Voyant que ni Sophie, ni Elisa ne comptaient déplacer un orteil, Julie se leva et ouvrit la porte. Elle savait que la personne devant elle ne verrait rien de ce qui se trouvait dans son dos. L’endroit était ultra sécurisé.
Devant elle se tenait un Vampire paraissant avoir une cinquantaine d’années, un âge rarement choisi par les résidents qui se préféraient un corps plus jeune. Celui-là tenait à montrer qu’il avait de l’expérience. Soit. Des cheveux courts blancs, une barbe en collier blanche, des yeux d’un bleu profond – au moins n’avait-il pas choisi vert comme la plupart des Vampires – des rides au front et autour des yeux.
Il portait une toge couleur crème cintrée d’une cordelette en chanvre tressé. Ses pieds se trouvaient enlacés dans des sandalettes.
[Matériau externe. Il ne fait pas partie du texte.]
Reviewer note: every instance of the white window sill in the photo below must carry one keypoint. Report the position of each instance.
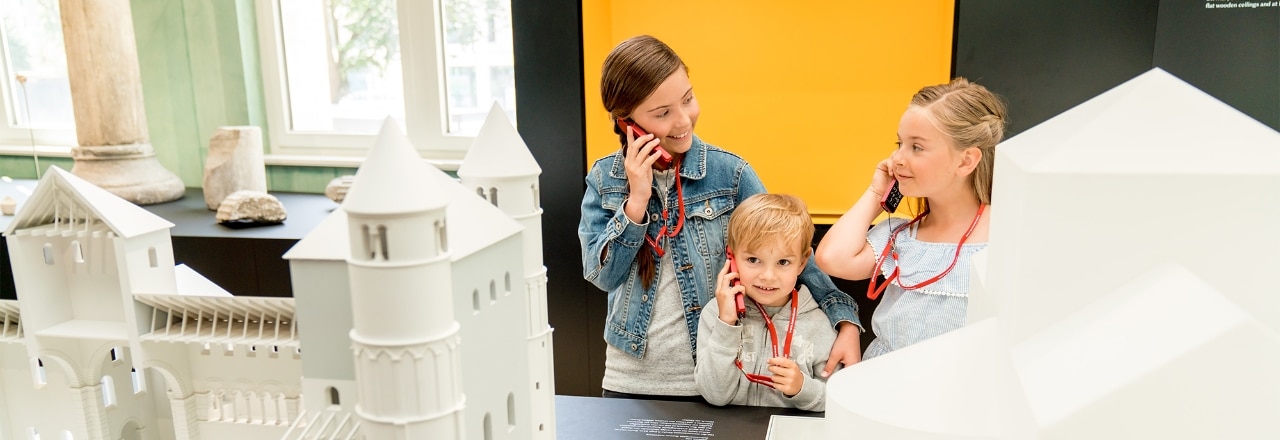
(42, 150)
(343, 161)
(275, 160)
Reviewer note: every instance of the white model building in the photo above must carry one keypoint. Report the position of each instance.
(1124, 292)
(421, 308)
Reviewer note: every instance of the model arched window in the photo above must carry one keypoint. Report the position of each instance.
(442, 237)
(108, 392)
(140, 383)
(374, 241)
(333, 395)
(37, 372)
(382, 242)
(488, 426)
(511, 409)
(368, 241)
(77, 252)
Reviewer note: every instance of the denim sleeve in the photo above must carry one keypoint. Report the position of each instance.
(609, 239)
(748, 183)
(837, 305)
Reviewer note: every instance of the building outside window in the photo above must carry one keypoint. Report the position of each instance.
(36, 91)
(333, 70)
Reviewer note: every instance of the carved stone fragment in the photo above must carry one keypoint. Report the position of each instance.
(338, 187)
(234, 163)
(251, 209)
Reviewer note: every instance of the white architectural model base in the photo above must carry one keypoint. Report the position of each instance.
(1124, 293)
(421, 306)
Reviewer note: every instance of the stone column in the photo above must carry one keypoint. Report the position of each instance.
(114, 149)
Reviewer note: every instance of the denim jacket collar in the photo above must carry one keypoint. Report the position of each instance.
(691, 166)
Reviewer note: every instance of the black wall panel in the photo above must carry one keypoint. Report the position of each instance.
(549, 114)
(1230, 53)
(1047, 56)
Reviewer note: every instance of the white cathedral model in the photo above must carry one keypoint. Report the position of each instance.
(420, 306)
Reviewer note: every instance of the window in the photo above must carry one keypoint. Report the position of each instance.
(37, 95)
(108, 392)
(140, 381)
(333, 70)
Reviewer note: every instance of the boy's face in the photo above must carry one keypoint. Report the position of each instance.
(769, 274)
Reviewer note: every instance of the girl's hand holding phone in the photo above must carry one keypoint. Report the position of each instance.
(883, 177)
(638, 160)
(725, 292)
(786, 376)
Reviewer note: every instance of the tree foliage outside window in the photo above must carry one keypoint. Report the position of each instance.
(364, 36)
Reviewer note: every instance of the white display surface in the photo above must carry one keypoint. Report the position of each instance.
(1123, 293)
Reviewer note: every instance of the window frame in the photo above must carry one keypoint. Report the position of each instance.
(17, 138)
(425, 92)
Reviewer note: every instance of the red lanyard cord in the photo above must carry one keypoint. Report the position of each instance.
(773, 339)
(873, 292)
(680, 219)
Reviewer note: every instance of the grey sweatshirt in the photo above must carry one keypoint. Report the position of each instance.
(721, 383)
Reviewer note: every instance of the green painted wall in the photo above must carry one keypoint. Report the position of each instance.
(200, 70)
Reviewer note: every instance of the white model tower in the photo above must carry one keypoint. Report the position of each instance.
(405, 338)
(78, 253)
(1115, 299)
(504, 173)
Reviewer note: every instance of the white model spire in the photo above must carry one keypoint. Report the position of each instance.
(403, 330)
(503, 172)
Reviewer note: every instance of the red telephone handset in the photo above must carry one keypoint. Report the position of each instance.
(737, 297)
(664, 159)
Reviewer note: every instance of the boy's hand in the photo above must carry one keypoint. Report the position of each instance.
(848, 348)
(725, 294)
(786, 376)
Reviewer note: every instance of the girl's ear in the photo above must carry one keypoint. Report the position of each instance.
(969, 160)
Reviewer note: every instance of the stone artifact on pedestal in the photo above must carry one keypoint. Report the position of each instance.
(106, 95)
(338, 187)
(251, 209)
(234, 163)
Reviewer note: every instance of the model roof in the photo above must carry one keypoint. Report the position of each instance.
(64, 195)
(498, 151)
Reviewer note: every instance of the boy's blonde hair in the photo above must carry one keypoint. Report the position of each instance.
(766, 220)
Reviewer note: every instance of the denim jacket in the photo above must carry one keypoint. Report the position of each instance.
(714, 182)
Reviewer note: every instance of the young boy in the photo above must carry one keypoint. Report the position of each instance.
(772, 354)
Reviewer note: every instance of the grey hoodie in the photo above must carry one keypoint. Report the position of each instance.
(721, 383)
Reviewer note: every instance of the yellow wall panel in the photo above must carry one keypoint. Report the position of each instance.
(809, 92)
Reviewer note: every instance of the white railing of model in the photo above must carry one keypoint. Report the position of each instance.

Julie eut l’impression de se trouver devant Platon, Socrate ou Aristote. Bien que n’ayant jamais vu une quelconque représentation de ces philosophes grecs, elle se les aurait volontiers imaginer ainsi.
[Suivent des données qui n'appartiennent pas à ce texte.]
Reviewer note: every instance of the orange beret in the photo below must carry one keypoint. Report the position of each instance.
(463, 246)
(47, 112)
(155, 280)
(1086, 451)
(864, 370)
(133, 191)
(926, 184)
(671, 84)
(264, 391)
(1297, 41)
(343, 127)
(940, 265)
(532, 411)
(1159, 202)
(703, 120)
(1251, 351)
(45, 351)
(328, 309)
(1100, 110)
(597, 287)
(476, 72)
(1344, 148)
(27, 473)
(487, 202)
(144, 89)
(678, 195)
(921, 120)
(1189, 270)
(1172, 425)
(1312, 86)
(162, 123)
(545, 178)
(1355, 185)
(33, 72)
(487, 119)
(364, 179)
Il ouvrit la bouche et Julie s’attendit à entendre du grec, langue qu’elle baragouinait un peu.
- Bonjour, madame Admel.
Ah tiens, non. Du français. Pour une fois, elle trouva le choix inadéquat bien que charmant. Cela prouvait que son interlocuteur avait pris la peine de se renseigner sur elle.
- Puis-je échanger avec vous ? poursuivit-il.
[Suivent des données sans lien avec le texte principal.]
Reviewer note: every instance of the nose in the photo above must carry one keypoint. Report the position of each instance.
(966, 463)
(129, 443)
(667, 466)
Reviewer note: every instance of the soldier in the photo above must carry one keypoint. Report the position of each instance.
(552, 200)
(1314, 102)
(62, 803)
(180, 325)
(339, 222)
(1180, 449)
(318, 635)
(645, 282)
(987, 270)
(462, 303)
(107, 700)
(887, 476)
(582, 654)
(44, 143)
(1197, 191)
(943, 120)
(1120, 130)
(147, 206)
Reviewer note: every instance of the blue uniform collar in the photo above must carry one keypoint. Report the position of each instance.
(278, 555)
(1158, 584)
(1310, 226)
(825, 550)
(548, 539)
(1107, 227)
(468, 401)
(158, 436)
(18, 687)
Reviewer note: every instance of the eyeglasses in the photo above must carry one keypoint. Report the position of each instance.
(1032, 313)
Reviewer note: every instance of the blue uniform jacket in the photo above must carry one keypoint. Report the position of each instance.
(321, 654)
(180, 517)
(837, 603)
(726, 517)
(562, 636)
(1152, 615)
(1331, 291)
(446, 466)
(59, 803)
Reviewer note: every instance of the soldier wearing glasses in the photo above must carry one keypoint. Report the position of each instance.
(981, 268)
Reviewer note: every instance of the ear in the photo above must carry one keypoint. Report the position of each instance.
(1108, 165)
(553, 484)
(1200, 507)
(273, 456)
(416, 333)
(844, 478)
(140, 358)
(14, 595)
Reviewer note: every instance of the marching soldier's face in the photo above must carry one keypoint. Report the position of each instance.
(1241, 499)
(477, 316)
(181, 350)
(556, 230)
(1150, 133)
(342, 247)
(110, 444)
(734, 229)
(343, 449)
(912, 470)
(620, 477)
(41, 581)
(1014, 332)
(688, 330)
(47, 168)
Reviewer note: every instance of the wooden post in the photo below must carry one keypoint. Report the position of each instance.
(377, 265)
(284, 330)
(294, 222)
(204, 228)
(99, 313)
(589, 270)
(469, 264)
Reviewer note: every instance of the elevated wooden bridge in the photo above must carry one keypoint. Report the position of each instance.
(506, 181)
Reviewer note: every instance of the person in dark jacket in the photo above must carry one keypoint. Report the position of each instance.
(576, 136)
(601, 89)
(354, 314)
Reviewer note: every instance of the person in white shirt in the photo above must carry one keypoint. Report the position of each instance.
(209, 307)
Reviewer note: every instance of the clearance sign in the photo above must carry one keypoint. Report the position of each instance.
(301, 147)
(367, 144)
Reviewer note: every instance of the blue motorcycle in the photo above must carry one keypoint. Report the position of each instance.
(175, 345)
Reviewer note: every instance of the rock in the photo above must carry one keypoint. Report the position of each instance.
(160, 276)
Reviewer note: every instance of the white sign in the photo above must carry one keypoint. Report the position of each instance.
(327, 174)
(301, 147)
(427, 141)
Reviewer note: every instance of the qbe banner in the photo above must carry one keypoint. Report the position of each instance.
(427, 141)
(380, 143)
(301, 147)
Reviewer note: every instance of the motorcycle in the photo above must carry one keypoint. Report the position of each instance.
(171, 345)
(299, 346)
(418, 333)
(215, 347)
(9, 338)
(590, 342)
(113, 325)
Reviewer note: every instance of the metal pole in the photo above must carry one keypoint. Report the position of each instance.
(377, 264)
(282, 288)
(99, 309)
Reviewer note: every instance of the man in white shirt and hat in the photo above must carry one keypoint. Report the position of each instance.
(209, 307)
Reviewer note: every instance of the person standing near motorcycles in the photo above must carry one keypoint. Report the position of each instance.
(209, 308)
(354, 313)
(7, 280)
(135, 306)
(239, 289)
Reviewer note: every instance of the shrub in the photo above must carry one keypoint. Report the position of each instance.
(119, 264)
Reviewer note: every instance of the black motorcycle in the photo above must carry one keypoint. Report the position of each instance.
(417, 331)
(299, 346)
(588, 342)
- Bonjour, répondit poliment Julie. Si vous voulez.
Elle sortit et referma la porte derrière elle.
- Je souhaiterais diriger la chaîne télévisée du palais, indiqua son interlocuteur.
- Bien sûr, faites, répondit Julie. Vous n’avez pas à me demander ma permission. Je ne fais que proposer. C’est à vous, tous, de vous emparer de mes idées et de les faire vivre.
- Je serais très heureux d’aller trouver mes congénères un peu partout, d’entendre leurs idées, de les diffuser, d’améliorer la transmission du savoir.
- Excellent, approuva Julie.
- Vous croyez que Chris sera d’accord ?
- Chris a déjà validé ma proposition de la mise en place d’une chaîne de télévision interne au palais, précisa Julie qui avait obtenu la réponse quelques heures plus tôt.
- Je veux dire… Est-ce qu’il sera d’accord pour que je m’en charge ? Il ne me porte pas exactement dans son cœur.
Julie ignorait totalement qui était son interlocuteur, celui-ci ne s’étant pas présenté, mais il lui semblait que lui ou un autre, ça ne changerait rien.
- Je ne peux pas parler à sa place, annonça prudemment Julie. Demandez-lui l’autorisation si vous doutez de sa réponse.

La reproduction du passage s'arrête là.